Kia claims the little mill is sufficient to tow 5000 lbs. While I highly doubt Sorento owners will attempt to pull trailers of that magnitude, it’s enough juice to easily motivate a full load of camping equipment, fishing tackle and humanity over highways and onto the roads less traveled.

Speaking of which, the Sorento is a REAL SUV in a relatively compact package. The Kia’s solid rear axle provides sufficient articulation for seriously uneven trails. The company claims 8.2” minimum ground clearance and rock friendly approach and departure angles (28.4 degrees / 25.8 degrees). This dog will hunt. Also archetypal: this pot bellied pig tips the scales at 4,277 lbs. and feasts on dead dino juice at the rate of 15/21 mpg.
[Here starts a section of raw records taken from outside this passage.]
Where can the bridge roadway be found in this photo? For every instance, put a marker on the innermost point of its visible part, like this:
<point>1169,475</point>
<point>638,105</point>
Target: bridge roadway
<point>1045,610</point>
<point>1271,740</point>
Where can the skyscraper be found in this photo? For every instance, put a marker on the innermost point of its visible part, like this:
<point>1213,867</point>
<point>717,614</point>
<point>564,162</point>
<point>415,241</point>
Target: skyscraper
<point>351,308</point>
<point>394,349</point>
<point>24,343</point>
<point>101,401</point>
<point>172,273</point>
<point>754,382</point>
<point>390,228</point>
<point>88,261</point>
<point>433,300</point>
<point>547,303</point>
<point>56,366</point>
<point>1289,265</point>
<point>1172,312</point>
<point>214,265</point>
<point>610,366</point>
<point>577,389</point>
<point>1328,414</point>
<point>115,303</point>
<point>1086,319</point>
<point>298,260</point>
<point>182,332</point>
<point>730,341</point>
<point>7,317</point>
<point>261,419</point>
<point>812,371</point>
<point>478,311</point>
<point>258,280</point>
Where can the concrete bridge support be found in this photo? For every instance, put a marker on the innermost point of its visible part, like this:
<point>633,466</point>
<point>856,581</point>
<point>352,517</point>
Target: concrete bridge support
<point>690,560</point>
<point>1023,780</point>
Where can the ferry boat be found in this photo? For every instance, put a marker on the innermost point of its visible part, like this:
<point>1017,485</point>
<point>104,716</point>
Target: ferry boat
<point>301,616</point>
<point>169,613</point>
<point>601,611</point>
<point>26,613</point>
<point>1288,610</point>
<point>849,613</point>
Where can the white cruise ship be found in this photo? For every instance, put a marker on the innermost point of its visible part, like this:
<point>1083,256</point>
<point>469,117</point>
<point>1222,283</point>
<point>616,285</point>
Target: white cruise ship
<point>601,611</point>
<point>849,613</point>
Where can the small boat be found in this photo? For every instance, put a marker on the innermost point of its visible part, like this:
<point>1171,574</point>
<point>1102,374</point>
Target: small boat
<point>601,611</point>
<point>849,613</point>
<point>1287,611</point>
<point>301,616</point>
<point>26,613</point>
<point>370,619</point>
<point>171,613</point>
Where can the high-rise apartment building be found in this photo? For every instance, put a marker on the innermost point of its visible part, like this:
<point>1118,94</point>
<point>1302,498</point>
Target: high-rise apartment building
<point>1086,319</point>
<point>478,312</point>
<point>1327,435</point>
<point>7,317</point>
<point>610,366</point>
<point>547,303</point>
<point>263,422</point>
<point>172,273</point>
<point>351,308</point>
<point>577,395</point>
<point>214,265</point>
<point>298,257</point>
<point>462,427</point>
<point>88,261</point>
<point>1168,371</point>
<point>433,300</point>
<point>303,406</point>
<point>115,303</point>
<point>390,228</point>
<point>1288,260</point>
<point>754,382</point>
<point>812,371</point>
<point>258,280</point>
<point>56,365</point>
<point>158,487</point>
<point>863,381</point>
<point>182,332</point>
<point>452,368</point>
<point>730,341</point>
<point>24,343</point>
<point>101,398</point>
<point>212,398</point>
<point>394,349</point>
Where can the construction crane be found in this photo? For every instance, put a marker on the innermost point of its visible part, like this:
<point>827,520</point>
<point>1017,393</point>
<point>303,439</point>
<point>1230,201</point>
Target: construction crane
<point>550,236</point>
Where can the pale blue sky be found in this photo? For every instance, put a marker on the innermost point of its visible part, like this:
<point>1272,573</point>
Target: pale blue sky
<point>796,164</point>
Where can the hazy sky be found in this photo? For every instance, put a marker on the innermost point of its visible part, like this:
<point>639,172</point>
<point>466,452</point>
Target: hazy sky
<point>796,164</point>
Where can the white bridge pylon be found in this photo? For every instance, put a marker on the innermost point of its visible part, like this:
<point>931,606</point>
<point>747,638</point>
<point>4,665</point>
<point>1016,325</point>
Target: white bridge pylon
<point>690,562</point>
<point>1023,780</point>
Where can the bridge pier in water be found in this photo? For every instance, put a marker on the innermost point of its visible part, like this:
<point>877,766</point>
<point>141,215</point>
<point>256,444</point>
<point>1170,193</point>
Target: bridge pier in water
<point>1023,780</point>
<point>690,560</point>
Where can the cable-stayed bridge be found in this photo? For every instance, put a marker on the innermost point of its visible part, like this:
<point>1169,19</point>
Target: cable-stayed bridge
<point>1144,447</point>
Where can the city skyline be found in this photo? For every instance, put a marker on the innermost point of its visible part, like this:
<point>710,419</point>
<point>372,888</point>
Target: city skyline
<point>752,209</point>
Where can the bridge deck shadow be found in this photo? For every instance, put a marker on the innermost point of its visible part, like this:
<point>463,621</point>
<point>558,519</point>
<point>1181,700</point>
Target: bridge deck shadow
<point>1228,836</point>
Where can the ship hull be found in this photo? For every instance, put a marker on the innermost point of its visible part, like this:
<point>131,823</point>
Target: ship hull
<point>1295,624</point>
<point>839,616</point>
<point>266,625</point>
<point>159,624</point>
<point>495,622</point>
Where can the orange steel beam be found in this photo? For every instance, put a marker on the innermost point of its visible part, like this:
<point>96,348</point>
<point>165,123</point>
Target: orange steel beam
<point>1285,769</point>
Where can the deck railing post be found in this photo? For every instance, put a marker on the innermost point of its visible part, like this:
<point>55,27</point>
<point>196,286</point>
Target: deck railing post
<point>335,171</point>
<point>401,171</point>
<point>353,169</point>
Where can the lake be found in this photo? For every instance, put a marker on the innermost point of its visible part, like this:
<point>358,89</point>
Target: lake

And speaking of expensive, my 2008 Sorento EX 4×2 test rig rang-in at a healthy $28,395. Opt for 4×4, and KIA’s deeply generic SUV tops $30K. Never mind all the cute ute competition that rears their coiffed heads at that price point (CR-V, RAV-4, Escape, Equinox), but that amount of wedge can make you a Ford Explorer, which is, it must be said, a damn fine rig.

The Sorento EX is a competent driver with a zesty engine and off-road cred that’s seriously hampered by a budget car interior and over-ambitious pricing. The cheaper models– staring in the low 20's with a choice of a smaller engine and driven wheels options– make a LOT more sense. But the Sorento EX is not ready to play with the big boys.